Of the many things to admire about DISTURBIA, Shia LeBeouf not being the least among them, the way that the screenwriters (Christopher B. Landon and Carl Ellsworth) successfully re-imagined the Hitchcock classic, REAR WINDOW is pretty darned amazing. It’s the sunny suburbs rather than a noirsh big city. It’s a troubled kid instead of a bored adult. It’s a baby-faced psychopath instead of a burly one. Yet, the elements gel together in exactly the same way, making this a first-rate thriller in which nothing can, or should, be taken for granted.

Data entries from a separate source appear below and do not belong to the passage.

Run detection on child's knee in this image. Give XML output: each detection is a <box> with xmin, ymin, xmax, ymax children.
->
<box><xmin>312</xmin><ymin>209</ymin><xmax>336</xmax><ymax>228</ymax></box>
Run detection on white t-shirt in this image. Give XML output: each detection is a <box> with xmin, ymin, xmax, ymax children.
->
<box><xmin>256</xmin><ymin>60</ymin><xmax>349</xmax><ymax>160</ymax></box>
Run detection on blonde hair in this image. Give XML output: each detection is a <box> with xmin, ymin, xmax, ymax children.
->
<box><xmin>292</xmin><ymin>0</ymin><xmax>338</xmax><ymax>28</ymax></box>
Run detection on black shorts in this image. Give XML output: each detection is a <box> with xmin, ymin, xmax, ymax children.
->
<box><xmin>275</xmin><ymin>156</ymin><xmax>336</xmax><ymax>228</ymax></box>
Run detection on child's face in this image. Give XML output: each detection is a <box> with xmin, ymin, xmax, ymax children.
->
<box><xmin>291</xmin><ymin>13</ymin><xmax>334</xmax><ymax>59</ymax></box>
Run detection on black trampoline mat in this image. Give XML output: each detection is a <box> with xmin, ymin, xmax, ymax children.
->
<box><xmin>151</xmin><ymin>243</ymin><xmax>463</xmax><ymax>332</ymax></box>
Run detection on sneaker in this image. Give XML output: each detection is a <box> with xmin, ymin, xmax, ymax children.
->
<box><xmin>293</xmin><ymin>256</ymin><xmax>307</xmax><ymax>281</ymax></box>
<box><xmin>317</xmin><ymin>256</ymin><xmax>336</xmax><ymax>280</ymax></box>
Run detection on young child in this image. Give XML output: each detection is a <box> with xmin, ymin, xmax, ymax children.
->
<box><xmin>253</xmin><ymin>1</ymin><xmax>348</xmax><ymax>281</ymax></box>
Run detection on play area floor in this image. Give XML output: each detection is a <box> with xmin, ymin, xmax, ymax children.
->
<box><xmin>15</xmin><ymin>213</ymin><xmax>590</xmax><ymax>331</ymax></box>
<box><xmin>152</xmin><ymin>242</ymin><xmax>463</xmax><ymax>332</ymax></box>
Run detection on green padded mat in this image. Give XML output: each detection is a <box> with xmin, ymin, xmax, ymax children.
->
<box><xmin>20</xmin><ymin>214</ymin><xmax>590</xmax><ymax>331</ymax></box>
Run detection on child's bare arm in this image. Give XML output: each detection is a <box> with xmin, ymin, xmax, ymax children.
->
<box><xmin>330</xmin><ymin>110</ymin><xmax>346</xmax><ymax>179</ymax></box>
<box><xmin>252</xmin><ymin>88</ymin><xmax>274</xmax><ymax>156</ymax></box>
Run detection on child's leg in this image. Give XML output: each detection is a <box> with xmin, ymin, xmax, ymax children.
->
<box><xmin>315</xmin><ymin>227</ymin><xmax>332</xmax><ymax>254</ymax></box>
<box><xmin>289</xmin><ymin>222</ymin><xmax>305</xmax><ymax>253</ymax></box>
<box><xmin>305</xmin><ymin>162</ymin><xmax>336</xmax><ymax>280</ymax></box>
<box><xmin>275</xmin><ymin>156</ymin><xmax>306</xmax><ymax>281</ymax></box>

The kid is Kale (LeBeouf) who is spending his summer under house arrest for decking a teacher. He’s a good boy, but a traffic accident that killed his father has left him with issues that he is not working out. Housebound after decking a teacher, he takes to watching the neighborhood, discovering a wealth of melodrama that is almost as diverting as the cable and video games his mother has revoked. The lissome new girl next door is even more compelling. The murderer next door, or is it must Kale’s boredom and unhealed trauma inventing something, raises the stakes on Kale’s surveillance, and may have repercussions beyond a new rap for being a peeping Tom.
DJ Caruso keeps things taut while still making this as much about the characters as it is about the menace. And in the special features section, several of the deleted scenes speak to that, expanding on the mother-son dynamic that is a palpable undercurrent of the film. The one titled “you are breaking my heart” really does. The commentary track is by Caruso, LeBoeuf and co-star Sarah Roemer and is notable for being the first track I can recall wherein one of the participants, Caruso, takes a call while recording the commentary, two actually (one from his wife and we is hear promising to bring home fax paper and tape, the other from his agent, who purportedly tries to lure LeBoeuf away from his own agent). There is the usual banter about what it was like filming, the creative uses of pudding on the ridiculous side, and a lovely bit of business that Caruso adds about smoking cigars in the set used as the office of Kale’s dead father. The scent, which wouldn’t register for the viewing audience, would, nonetheless, register for LeBoeuf as she stares forlornly into the darkened room.
The outtakes section rises above the usual hijinks with extended moments from a mostly ad-libbed sequence between LeBoeuf and Matt Craven as they stand knee-deep in a river pretending that they know how to fly fish. The other feature that rises above the usual features/extras is a trivia tracker that keeps track of bits of filming business and a count of, among other things, the number of skulls that appear in the film, and how often the ankle monitor on Kale’s turns from green to red. For more about both, there is a handy “making of” featurette. Just for fun, there’s a soulful music video (“Don’t Make Me Wait” by This World’s Fair) done with scenes from the film.
You might never want to listen to the commentary after the first time, but the nuanced performances turned in by LeBoeuf and Carrie-Anne Moss are worth revisting. DISTURBIA is primarily a thriller, but it’s also got so many other elements (comedy, romance, drama) that it really does take that second, maybe even third, look to appreciate the artistry involved in weaving them all together into such a satisfying whole.